The purified biodiesel product, containing ~99 wt % DSME, is then cooled to 25 °C using a heat exchanger (H-3). Since the mixture (stream 7) of the distillate from RDISTIL (stream 5) and the vaporised stream from vaporisation contains 98.6 wt % of methanol, it is assumed that the stream can be sufficiently re-used as a methanol source without the need for further purification. This assumption will facilitate a reduced overall equipment cost. The recovered methanol (stream 7) is then cooled to 25 °C using a heat exchanger (H-4) to ensure that the vaporized methanol is returned to its liquid phase (METH-R) to be re-used in the reaction-distillation process.
From Figure 4 and Table 5, it can be seen that from DAF sludge supplied at a feed rate of 1000 tonnes/d, it is theoretically possible to generate 425.6 kg/h of biodiesel with 98.9 wt % DSME. Given that the mass fraction of lipids that are present in the fresh DAF sludge is 0.01038 wt./wt., the mass feed rate of the lipid fraction is 432.634 kg/h. Also, given that the biodiesel product contains 98.9 wt % of DSME, it shows that the biodiesel product of 425.6 kg/h produced will contain 420.92 kg/h of DSME. The mass of the DSME relative to the mass of the DSL available translates to a yield of 97% in percentage.

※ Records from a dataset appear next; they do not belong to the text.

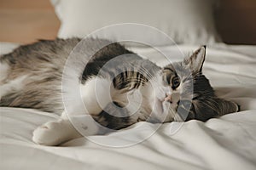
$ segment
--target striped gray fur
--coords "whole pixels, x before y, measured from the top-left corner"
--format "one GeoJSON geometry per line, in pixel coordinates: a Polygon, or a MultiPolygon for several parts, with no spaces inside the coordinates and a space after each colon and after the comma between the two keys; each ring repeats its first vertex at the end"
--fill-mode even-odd
{"type": "MultiPolygon", "coordinates": [[[[1,79],[0,86],[3,87],[11,81],[25,76],[20,78],[20,88],[15,88],[10,93],[1,96],[0,105],[33,108],[61,114],[63,111],[61,100],[63,68],[68,55],[79,42],[79,38],[41,40],[32,44],[20,46],[14,52],[2,55],[1,65],[8,65],[9,69],[8,74],[3,80],[1,79]]],[[[96,49],[101,43],[106,42],[108,41],[89,39],[84,43],[83,51],[96,49]]],[[[125,90],[127,93],[147,86],[148,82],[160,76],[161,76],[160,84],[170,87],[173,92],[177,88],[180,90],[177,105],[171,108],[175,112],[170,113],[171,116],[167,116],[169,118],[164,122],[178,121],[175,119],[175,115],[179,115],[183,121],[191,119],[207,121],[212,117],[237,111],[236,104],[215,95],[208,79],[202,74],[205,52],[200,53],[201,52],[197,50],[181,62],[160,68],[119,43],[111,43],[97,51],[91,58],[89,55],[82,55],[86,58],[88,64],[84,70],[79,73],[79,81],[81,84],[86,84],[91,77],[100,76],[112,80],[116,90],[125,90]],[[183,116],[183,114],[186,111],[189,115],[183,116]]],[[[119,100],[113,103],[119,108],[125,107],[119,100]]],[[[111,110],[111,106],[107,107],[111,110]]],[[[102,110],[93,117],[105,127],[119,129],[139,121],[151,120],[149,114],[145,113],[150,111],[148,109],[144,108],[143,113],[138,113],[143,116],[137,117],[130,116],[128,110],[113,113],[127,116],[118,117],[102,110]]]]}

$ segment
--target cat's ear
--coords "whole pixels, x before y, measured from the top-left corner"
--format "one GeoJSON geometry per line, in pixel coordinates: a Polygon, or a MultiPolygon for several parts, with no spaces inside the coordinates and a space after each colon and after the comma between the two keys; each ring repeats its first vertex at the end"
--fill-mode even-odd
{"type": "Polygon", "coordinates": [[[207,46],[202,46],[189,58],[184,59],[183,63],[189,65],[194,73],[201,71],[206,59],[206,49],[207,46]]]}

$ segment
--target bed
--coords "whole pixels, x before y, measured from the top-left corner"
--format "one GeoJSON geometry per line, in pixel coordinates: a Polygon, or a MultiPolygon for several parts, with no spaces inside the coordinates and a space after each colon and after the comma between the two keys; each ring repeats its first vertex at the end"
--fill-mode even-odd
{"type": "MultiPolygon", "coordinates": [[[[59,37],[83,34],[73,31],[73,26],[65,27],[67,16],[61,15],[61,8],[72,7],[63,2],[52,1],[63,20],[59,37]]],[[[207,42],[203,72],[218,96],[241,105],[240,112],[206,122],[194,120],[161,126],[139,122],[108,135],[80,138],[52,147],[33,143],[32,131],[59,116],[1,107],[0,169],[256,169],[256,46],[227,45],[215,33],[215,30],[207,31],[200,42],[186,37],[180,38],[177,46],[157,45],[173,60],[180,60],[180,54],[191,53],[207,42]]],[[[17,46],[1,42],[1,54],[17,46]]],[[[152,48],[130,48],[159,65],[165,63],[152,48]]]]}

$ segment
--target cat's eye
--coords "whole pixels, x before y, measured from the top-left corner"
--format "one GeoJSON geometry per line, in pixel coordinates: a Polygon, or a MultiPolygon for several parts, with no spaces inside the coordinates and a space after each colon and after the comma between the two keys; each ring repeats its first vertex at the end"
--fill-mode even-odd
{"type": "Polygon", "coordinates": [[[177,88],[180,84],[180,80],[177,76],[175,76],[172,80],[172,88],[177,88]]]}

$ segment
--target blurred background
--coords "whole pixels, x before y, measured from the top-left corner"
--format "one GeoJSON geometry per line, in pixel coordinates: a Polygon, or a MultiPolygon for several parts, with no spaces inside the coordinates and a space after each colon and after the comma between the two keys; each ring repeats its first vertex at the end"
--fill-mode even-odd
{"type": "MultiPolygon", "coordinates": [[[[218,33],[229,44],[256,44],[256,0],[220,0],[218,33]]],[[[0,42],[28,43],[56,37],[60,21],[49,0],[0,0],[0,42]]]]}

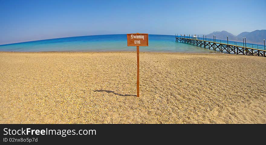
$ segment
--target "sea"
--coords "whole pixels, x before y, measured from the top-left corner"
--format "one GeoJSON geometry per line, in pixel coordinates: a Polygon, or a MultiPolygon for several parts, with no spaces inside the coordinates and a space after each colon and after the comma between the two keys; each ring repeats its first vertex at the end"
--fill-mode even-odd
{"type": "MultiPolygon", "coordinates": [[[[213,53],[219,52],[176,42],[174,35],[149,35],[149,46],[140,51],[213,53]]],[[[42,40],[0,45],[0,51],[15,52],[135,51],[128,46],[126,34],[79,36],[42,40]]]]}

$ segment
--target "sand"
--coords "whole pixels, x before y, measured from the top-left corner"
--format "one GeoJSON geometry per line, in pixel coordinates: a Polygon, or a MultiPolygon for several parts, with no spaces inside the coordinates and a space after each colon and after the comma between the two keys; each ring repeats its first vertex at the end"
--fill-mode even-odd
{"type": "Polygon", "coordinates": [[[266,58],[0,52],[1,123],[266,123],[266,58]]]}

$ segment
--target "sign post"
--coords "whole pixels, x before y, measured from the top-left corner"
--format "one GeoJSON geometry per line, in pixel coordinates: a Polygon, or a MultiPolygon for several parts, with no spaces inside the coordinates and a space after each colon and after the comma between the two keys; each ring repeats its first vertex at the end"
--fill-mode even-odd
{"type": "Polygon", "coordinates": [[[137,46],[137,96],[139,97],[139,46],[149,46],[148,34],[136,33],[127,34],[128,46],[137,46]]]}

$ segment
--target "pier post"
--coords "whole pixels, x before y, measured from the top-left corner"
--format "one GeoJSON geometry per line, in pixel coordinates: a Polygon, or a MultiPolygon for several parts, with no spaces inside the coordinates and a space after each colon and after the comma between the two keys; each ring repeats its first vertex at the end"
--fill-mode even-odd
{"type": "Polygon", "coordinates": [[[226,37],[227,38],[227,52],[229,53],[229,48],[228,47],[228,36],[226,36],[226,37]]]}
{"type": "MultiPolygon", "coordinates": [[[[264,50],[265,50],[265,39],[264,39],[263,40],[264,41],[264,50]]],[[[263,52],[263,55],[264,55],[264,57],[265,57],[265,51],[263,52]]]]}
{"type": "Polygon", "coordinates": [[[263,41],[264,41],[264,50],[265,50],[265,39],[264,39],[263,41]]]}
{"type": "Polygon", "coordinates": [[[212,49],[214,50],[214,35],[213,35],[213,46],[212,46],[212,49]]]}
{"type": "Polygon", "coordinates": [[[247,43],[246,42],[246,37],[245,37],[245,46],[246,47],[246,53],[248,55],[248,50],[247,50],[247,43]]]}

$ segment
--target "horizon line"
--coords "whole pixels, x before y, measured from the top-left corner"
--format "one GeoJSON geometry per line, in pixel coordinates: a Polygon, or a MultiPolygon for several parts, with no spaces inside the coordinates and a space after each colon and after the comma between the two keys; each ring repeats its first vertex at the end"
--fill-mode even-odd
{"type": "MultiPolygon", "coordinates": [[[[129,33],[128,34],[129,34],[129,33]]],[[[7,43],[7,44],[0,44],[0,46],[5,46],[5,45],[11,45],[13,44],[19,44],[21,43],[26,43],[28,42],[34,42],[35,41],[42,41],[42,40],[51,40],[52,39],[59,39],[60,38],[71,38],[71,37],[83,37],[84,36],[100,36],[100,35],[126,35],[127,34],[101,34],[101,35],[82,35],[82,36],[71,36],[70,37],[57,37],[57,38],[49,38],[48,39],[41,39],[39,40],[31,40],[29,41],[24,41],[22,42],[15,42],[15,43],[7,43]]],[[[174,36],[174,35],[167,35],[167,34],[148,34],[149,35],[169,35],[170,36],[174,36]]]]}

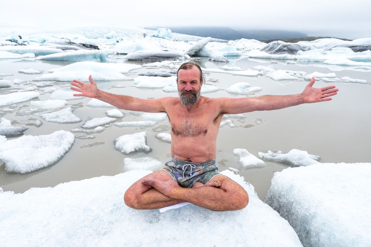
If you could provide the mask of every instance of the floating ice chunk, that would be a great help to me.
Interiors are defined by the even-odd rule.
[[[290,76],[286,71],[282,70],[278,70],[275,72],[266,74],[266,76],[276,80],[298,79],[298,77]]]
[[[115,53],[113,49],[103,50],[79,50],[65,51],[36,58],[36,60],[68,61],[74,62],[92,61],[93,62],[114,62],[107,56]]]
[[[242,210],[217,212],[190,204],[161,214],[158,209],[129,208],[123,200],[126,190],[150,173],[132,171],[54,188],[33,188],[22,194],[1,193],[0,234],[12,236],[3,238],[2,245],[54,247],[66,245],[68,240],[76,246],[93,243],[96,246],[166,246],[169,238],[159,236],[163,236],[164,229],[182,224],[187,229],[198,227],[197,234],[184,231],[173,234],[171,241],[180,247],[302,247],[288,222],[259,200],[250,184],[229,171],[221,173],[249,194],[249,205]],[[225,223],[223,227],[215,227],[221,222]]]
[[[72,108],[68,107],[59,111],[40,115],[42,119],[47,122],[58,123],[78,123],[81,120],[73,113]]]
[[[35,56],[49,55],[63,52],[60,49],[36,46],[0,46],[0,51],[5,51],[18,54],[33,53]]]
[[[214,72],[216,73],[225,73],[231,74],[237,76],[256,76],[259,74],[259,71],[256,70],[241,70],[240,71],[223,70],[219,69],[210,68],[206,69],[202,68],[202,71],[208,72]]]
[[[173,39],[173,34],[171,30],[165,27],[161,27],[157,29],[157,31],[151,35],[152,37],[162,38],[167,39]]]
[[[167,118],[167,114],[165,112],[145,113],[142,114],[141,117],[148,120],[161,122]]]
[[[124,159],[124,170],[125,171],[134,170],[153,171],[164,166],[164,163],[151,157],[138,158],[125,158]]]
[[[239,157],[238,163],[244,169],[267,166],[264,161],[249,153],[244,148],[233,149],[233,154]]]
[[[178,51],[143,50],[131,52],[125,56],[128,60],[135,61],[161,61],[163,60],[175,60],[183,56],[183,52]]]
[[[85,82],[88,81],[91,75],[96,81],[128,80],[122,73],[127,73],[131,70],[138,69],[138,64],[122,63],[106,63],[86,61],[78,62],[66,65],[62,68],[50,70],[51,74],[44,74],[34,78],[34,81],[72,81],[74,79]]]
[[[116,107],[107,102],[100,100],[96,99],[92,99],[88,102],[86,106],[101,108],[115,108]]]
[[[26,69],[24,70],[18,70],[18,72],[20,73],[23,73],[24,74],[42,74],[44,72],[40,70],[36,70],[32,69]]]
[[[143,50],[158,50],[158,48],[145,40],[134,40],[125,42],[120,42],[115,47],[115,51],[118,53],[127,54]]]
[[[27,101],[40,95],[36,92],[19,92],[0,95],[0,106]]]
[[[344,76],[344,77],[341,77],[341,80],[343,81],[349,81],[349,82],[355,82],[359,83],[367,83],[367,81],[365,80],[361,80],[360,79],[353,79],[350,78],[350,77],[348,77],[348,76]]]
[[[295,166],[306,166],[319,163],[321,159],[319,156],[309,154],[306,151],[298,149],[292,149],[287,153],[282,151],[272,152],[268,151],[267,153],[259,152],[260,157],[268,161],[278,161]]]
[[[159,133],[156,134],[155,137],[161,141],[171,143],[171,135],[168,133]]]
[[[35,57],[35,54],[33,53],[24,53],[24,54],[19,54],[18,53],[9,52],[5,51],[0,51],[0,59],[20,59],[25,57]]]
[[[264,201],[303,246],[369,246],[370,177],[370,163],[289,168],[275,173]]]
[[[52,109],[62,107],[68,104],[67,101],[64,100],[47,100],[44,101],[31,101],[30,104],[33,106],[37,106],[40,108],[45,109]]]
[[[220,123],[220,125],[219,126],[220,127],[223,127],[223,126],[225,126],[226,125],[229,126],[230,127],[237,127],[237,126],[234,125],[233,124],[233,121],[232,120],[226,120],[225,121],[223,121]]]
[[[162,77],[153,76],[137,76],[134,79],[134,83],[138,87],[161,88],[170,86],[175,82],[175,79],[173,77]]]
[[[53,100],[72,100],[82,99],[83,96],[73,96],[74,94],[76,93],[75,91],[63,91],[63,90],[56,90],[52,93],[50,98]]]
[[[131,121],[114,124],[118,127],[153,127],[158,123],[156,121]]]
[[[11,81],[7,80],[0,80],[0,87],[10,87]]]
[[[106,124],[114,122],[117,120],[116,119],[112,117],[97,117],[91,120],[86,121],[81,126],[85,128],[95,128],[101,125]]]
[[[102,126],[98,126],[93,130],[86,130],[83,128],[74,128],[71,130],[73,133],[85,133],[88,134],[99,133],[104,130],[104,128]]]
[[[124,117],[125,116],[124,113],[119,111],[118,109],[113,109],[108,110],[106,112],[106,114],[108,117],[116,118]]]
[[[135,152],[148,153],[152,149],[147,146],[145,132],[121,136],[114,141],[115,148],[124,154],[128,154]]]
[[[24,136],[0,144],[0,158],[9,172],[25,173],[55,163],[72,147],[73,134],[59,130],[49,135]]]
[[[232,93],[244,94],[260,91],[262,89],[259,87],[250,87],[250,84],[247,82],[237,82],[228,87],[226,91]]]
[[[318,72],[316,71],[313,72],[312,74],[309,74],[304,77],[304,80],[309,81],[312,80],[312,77],[314,77],[316,78],[322,78],[326,77],[326,78],[332,78],[336,77],[336,75],[335,73],[328,73],[328,74],[324,74]]]

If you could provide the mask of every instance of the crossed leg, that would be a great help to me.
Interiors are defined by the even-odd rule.
[[[234,181],[220,174],[209,182],[204,186],[195,183],[193,188],[182,188],[165,171],[157,171],[128,189],[125,203],[134,208],[151,209],[188,201],[216,211],[237,210],[247,205],[247,193]]]

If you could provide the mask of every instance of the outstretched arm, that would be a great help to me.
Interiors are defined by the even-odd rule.
[[[163,98],[145,100],[127,95],[115,94],[98,89],[91,76],[89,76],[89,81],[90,84],[74,80],[73,82],[70,84],[75,87],[71,87],[70,88],[80,93],[75,94],[73,96],[85,96],[94,98],[110,104],[119,109],[130,111],[147,112],[165,111],[163,104]]]
[[[237,114],[254,111],[267,111],[282,109],[304,103],[315,103],[331,100],[332,96],[339,89],[335,86],[315,88],[312,77],[301,93],[291,95],[264,95],[252,98],[221,98],[222,113]]]

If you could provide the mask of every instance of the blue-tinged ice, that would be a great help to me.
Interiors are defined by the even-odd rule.
[[[74,141],[73,134],[64,130],[49,135],[24,136],[0,144],[0,158],[8,172],[29,173],[56,163]]]

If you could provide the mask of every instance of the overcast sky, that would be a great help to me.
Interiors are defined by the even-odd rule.
[[[17,26],[214,26],[299,31],[308,36],[371,37],[371,1],[367,0],[344,3],[333,0],[1,1],[0,24]]]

The results that are listed in Table 5 also suggest that biodiesel production from 1000 tonnes/d or 41,667 kg/h of high moisture DAF sludge will generate a significant mass of 41,265.7 kg/h of the by-product (AQU) containing mainly water (93 wt %) with small masses of ash (1.8 wt %), carbohydrate (3.5 wt %), proteins (1.8 wt %) and glycerol (0.1 wt %). Clearly, the low mass of glycerol (0.1 wt % fraction) present in this by-product stream does not justify the introduction of additional glycerol purification steps. However, in line with the resource recovery principle, this stream is not considered as waste, but rather a by-product that can effectively serve as a feedstock for secondary biomethane generation via an anaerobic digestion process. The utilisation of this residue as a co-digestion substrate is therefore investigated in another study [72].
The thermal data that were extracted from the simulation output are listed in Table 6 and utilised to formulate the composite curves (CC) in Figure 5.
Table 6 shows that prior to heat integration duties of 4070.2 kW and 4352.4 kW were required by the heating and cooling utilities respectively. This indicates that heat recovery will be necessary to improve the energetic performance the production process. Therefore, with a pinch temperature difference of 10 °C, Figure 5 has been generated using the inbuilt ASPEN energy analyser®, as previous specified in Section 2.3 above, which employs the classic heat integration methods [33,34,35].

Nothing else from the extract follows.